Complications of revision surgery in case of bleeding after thyroid surgery: A systematic review
Galluzzi F, Garavello W
European annals of otorhinolaryngology, head and neck diseases. 2023
Abstract
OBJECTIVES The aim of this review is to evaluate complications in patients undergoing surgical control of bleeding after thyroid surgery. Secondly, we have analyzed the rate of the main complications. METHODS The databases PubMed and EMBASE were searched for articles regarding complications after revision thyroid surgery for bleeding. A Systematic review methodology based on Preferred Reporting Items for Systematic Reviews and Meta-analysis was performed. RESULTS Nine studies met the inclusion criteria, six are retrospectives and three retrospectives controlled.

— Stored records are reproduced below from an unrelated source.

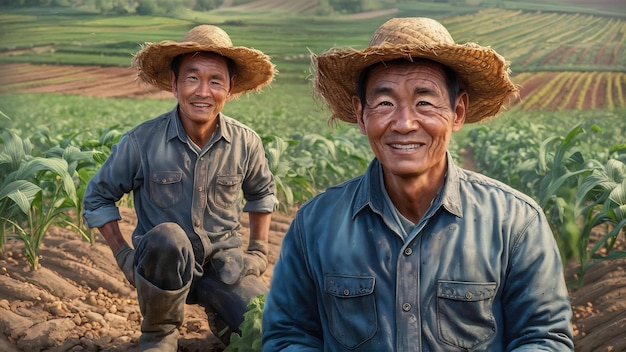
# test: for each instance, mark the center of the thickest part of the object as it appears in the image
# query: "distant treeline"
(164, 7)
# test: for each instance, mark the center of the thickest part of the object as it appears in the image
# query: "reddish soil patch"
(108, 82)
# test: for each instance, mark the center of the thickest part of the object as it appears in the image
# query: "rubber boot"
(163, 312)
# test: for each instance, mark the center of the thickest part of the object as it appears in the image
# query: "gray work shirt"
(172, 180)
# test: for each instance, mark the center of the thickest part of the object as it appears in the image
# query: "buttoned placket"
(200, 194)
(408, 311)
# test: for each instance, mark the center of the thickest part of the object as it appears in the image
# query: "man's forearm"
(260, 226)
(113, 235)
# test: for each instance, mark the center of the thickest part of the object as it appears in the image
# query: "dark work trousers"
(165, 257)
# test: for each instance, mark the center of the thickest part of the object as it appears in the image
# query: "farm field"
(568, 61)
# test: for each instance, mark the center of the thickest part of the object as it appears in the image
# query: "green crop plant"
(250, 339)
(36, 192)
(601, 200)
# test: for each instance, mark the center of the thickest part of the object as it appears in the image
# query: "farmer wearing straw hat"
(186, 170)
(417, 254)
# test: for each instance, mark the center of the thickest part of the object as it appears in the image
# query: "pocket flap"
(466, 291)
(349, 286)
(228, 180)
(165, 177)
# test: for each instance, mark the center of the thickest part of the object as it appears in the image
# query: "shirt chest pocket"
(166, 188)
(351, 308)
(465, 312)
(227, 189)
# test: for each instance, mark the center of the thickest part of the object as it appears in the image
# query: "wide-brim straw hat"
(254, 68)
(484, 74)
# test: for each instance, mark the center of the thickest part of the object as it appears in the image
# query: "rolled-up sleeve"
(538, 313)
(110, 183)
(259, 187)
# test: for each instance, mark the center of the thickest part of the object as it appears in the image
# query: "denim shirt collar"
(369, 190)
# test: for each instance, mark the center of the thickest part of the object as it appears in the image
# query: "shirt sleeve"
(290, 316)
(537, 309)
(111, 182)
(259, 188)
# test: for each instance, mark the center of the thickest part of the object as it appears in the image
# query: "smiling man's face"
(407, 117)
(202, 87)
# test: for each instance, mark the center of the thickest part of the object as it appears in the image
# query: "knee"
(166, 242)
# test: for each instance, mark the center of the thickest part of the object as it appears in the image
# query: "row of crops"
(577, 175)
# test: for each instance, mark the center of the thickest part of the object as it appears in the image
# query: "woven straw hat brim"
(254, 68)
(482, 71)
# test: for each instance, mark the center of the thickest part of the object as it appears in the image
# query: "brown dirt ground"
(79, 300)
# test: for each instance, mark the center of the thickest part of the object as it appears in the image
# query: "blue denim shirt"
(173, 181)
(480, 272)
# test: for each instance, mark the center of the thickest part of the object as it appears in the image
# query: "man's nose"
(406, 119)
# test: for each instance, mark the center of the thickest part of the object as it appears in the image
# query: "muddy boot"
(218, 326)
(163, 313)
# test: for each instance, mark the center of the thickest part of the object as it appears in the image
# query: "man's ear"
(173, 84)
(460, 111)
(358, 111)
(232, 86)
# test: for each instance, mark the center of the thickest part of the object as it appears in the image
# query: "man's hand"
(255, 258)
(125, 257)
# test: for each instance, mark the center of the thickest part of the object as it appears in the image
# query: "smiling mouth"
(405, 146)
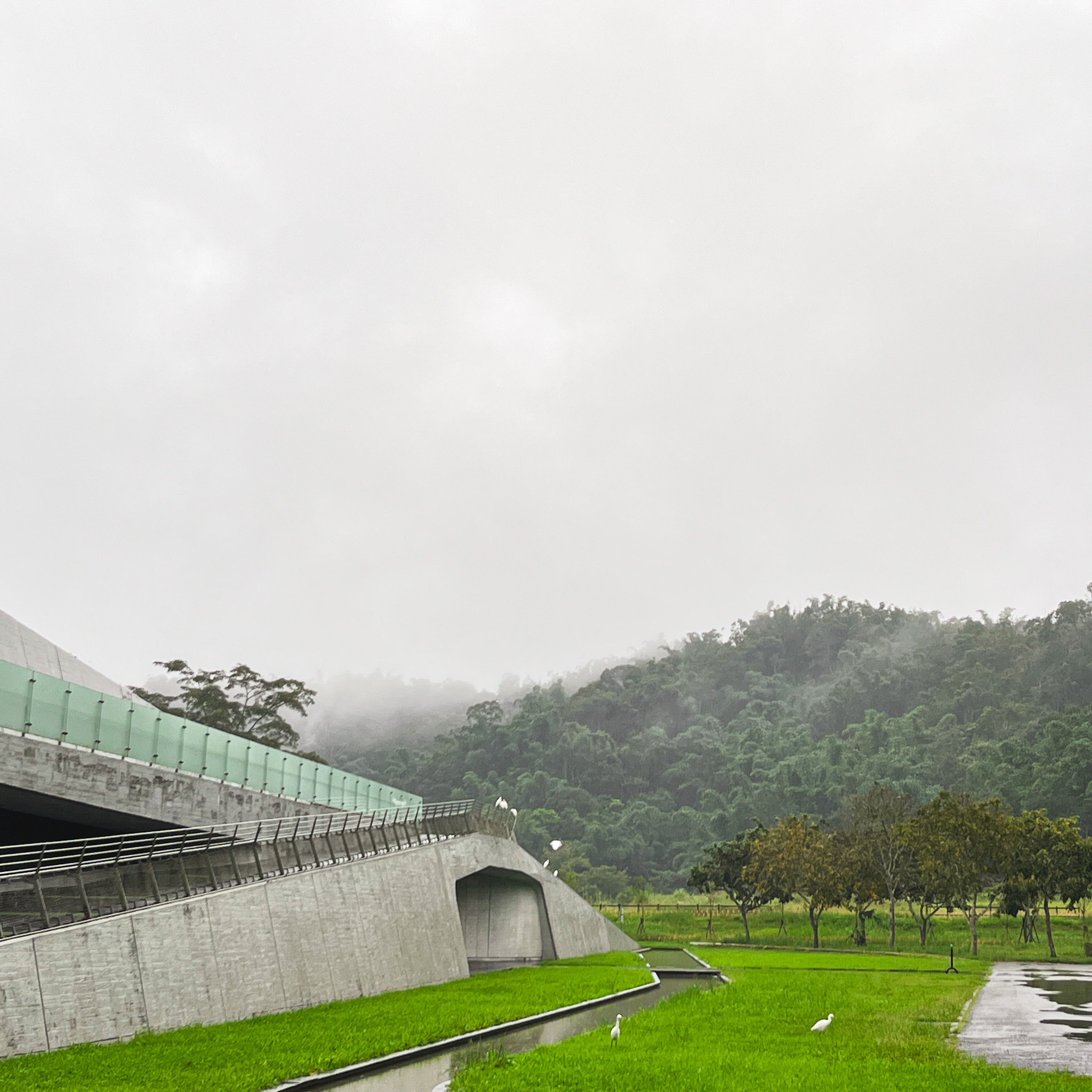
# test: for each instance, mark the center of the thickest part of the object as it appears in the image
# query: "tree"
(798, 855)
(1045, 861)
(725, 869)
(924, 900)
(878, 821)
(239, 701)
(960, 847)
(861, 880)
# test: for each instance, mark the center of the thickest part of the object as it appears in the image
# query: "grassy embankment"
(998, 937)
(249, 1055)
(892, 1031)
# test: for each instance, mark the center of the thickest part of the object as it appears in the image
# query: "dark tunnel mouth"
(493, 904)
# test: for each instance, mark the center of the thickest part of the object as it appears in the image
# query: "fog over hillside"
(355, 712)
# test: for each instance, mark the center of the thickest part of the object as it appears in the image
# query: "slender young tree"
(1045, 855)
(960, 847)
(878, 831)
(724, 869)
(862, 881)
(798, 855)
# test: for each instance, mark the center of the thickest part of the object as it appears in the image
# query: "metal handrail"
(113, 850)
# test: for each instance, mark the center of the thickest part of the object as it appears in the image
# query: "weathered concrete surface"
(20, 645)
(349, 930)
(1006, 1025)
(56, 781)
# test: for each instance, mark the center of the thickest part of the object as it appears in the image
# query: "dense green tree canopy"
(793, 711)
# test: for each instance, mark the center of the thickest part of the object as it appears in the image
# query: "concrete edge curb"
(413, 1053)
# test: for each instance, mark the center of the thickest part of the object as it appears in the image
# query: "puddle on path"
(1034, 1015)
(1074, 997)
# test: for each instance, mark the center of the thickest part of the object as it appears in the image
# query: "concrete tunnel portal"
(504, 919)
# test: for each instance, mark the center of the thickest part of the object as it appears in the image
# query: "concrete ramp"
(312, 935)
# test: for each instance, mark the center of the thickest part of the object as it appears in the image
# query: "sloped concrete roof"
(23, 647)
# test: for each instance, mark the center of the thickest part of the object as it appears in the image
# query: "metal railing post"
(39, 893)
(151, 871)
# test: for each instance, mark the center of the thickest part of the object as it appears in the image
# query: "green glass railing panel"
(12, 695)
(70, 713)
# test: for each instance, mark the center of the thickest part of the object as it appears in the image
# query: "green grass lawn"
(998, 937)
(249, 1055)
(890, 1033)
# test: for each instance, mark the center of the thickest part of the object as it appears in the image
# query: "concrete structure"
(81, 756)
(21, 646)
(1028, 1014)
(406, 919)
(107, 793)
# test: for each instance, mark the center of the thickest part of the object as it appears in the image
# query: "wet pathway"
(1037, 1016)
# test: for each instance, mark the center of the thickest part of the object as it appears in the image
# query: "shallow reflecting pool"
(435, 1071)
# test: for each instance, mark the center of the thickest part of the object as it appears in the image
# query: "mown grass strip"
(252, 1055)
(890, 1032)
(999, 937)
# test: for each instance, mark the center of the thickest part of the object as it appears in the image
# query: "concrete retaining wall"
(349, 930)
(39, 777)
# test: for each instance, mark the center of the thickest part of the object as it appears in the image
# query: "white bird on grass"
(616, 1031)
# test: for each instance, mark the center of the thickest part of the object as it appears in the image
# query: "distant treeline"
(952, 853)
(793, 712)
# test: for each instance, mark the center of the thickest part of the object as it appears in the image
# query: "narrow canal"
(434, 1072)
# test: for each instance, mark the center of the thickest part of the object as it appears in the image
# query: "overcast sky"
(456, 339)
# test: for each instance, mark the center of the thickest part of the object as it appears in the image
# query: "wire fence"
(55, 884)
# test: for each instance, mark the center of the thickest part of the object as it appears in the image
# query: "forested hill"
(792, 711)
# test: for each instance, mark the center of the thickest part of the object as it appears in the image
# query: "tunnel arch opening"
(505, 920)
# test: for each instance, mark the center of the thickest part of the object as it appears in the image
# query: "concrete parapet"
(292, 942)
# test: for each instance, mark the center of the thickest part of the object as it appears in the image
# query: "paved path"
(1007, 1022)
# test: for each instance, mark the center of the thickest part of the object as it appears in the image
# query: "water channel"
(433, 1073)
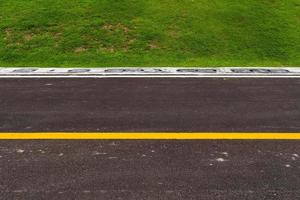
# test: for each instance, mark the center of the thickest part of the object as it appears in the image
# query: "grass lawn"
(149, 33)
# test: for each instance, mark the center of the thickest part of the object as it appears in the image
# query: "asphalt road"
(150, 170)
(172, 104)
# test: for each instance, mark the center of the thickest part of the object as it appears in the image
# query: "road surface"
(139, 169)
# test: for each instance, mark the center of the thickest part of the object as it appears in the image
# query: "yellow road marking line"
(148, 136)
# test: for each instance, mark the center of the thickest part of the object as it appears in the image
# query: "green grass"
(149, 33)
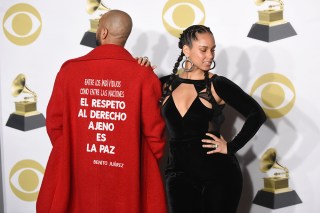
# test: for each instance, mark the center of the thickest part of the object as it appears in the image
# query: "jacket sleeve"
(254, 115)
(54, 113)
(151, 120)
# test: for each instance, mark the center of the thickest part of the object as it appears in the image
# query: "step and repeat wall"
(271, 49)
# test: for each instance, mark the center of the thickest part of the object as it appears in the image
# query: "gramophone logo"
(277, 94)
(95, 8)
(26, 117)
(177, 15)
(276, 192)
(25, 178)
(271, 25)
(22, 24)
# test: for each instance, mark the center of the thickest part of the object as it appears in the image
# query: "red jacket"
(104, 123)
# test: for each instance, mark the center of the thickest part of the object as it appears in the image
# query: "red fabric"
(79, 178)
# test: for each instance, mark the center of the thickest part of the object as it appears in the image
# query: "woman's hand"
(144, 61)
(219, 145)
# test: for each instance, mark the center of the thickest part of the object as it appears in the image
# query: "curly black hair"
(186, 38)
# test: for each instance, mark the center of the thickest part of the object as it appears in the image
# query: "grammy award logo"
(95, 8)
(26, 117)
(276, 192)
(271, 25)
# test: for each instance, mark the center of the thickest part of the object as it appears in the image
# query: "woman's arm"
(254, 115)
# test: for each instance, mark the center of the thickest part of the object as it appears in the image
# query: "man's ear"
(104, 33)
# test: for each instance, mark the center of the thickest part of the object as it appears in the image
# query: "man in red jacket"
(104, 123)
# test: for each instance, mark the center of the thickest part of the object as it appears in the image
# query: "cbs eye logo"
(25, 179)
(22, 24)
(177, 15)
(277, 94)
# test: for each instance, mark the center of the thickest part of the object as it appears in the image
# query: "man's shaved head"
(114, 28)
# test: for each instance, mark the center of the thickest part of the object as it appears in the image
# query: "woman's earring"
(183, 65)
(214, 65)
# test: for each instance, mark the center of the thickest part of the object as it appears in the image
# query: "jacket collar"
(107, 51)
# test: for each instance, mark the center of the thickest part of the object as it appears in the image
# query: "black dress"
(195, 181)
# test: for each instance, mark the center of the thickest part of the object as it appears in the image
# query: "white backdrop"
(244, 60)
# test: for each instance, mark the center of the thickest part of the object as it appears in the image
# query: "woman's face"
(202, 51)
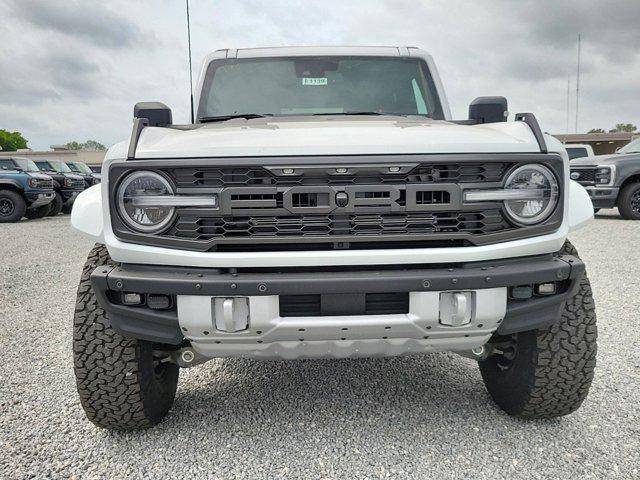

The overall rate of bleeding after thyroid surgery was 1.38%. In these patients, the most common complication after revision surgery for bleeding is hypoparathyroidism 24.9% (95% CI: 20.7-29.5) followed by recurrent laryngeal nerve injury 8.1% (95% CI: 6.4-10.1) and wound infection 4.5% (95% CI: 2.5-7.6). Tracheostomy and other lethal complications are rarely described. CONCLUSION Although rare, complications after surgical control of bleeding in patients undergoing thyroid surgery can be serious. Therefore, in order to optimize the surgical outcomes, standardized protocol providing early detection and precise hemostasis procedure, is needed. Specific patient-informed consent for this condition should be created.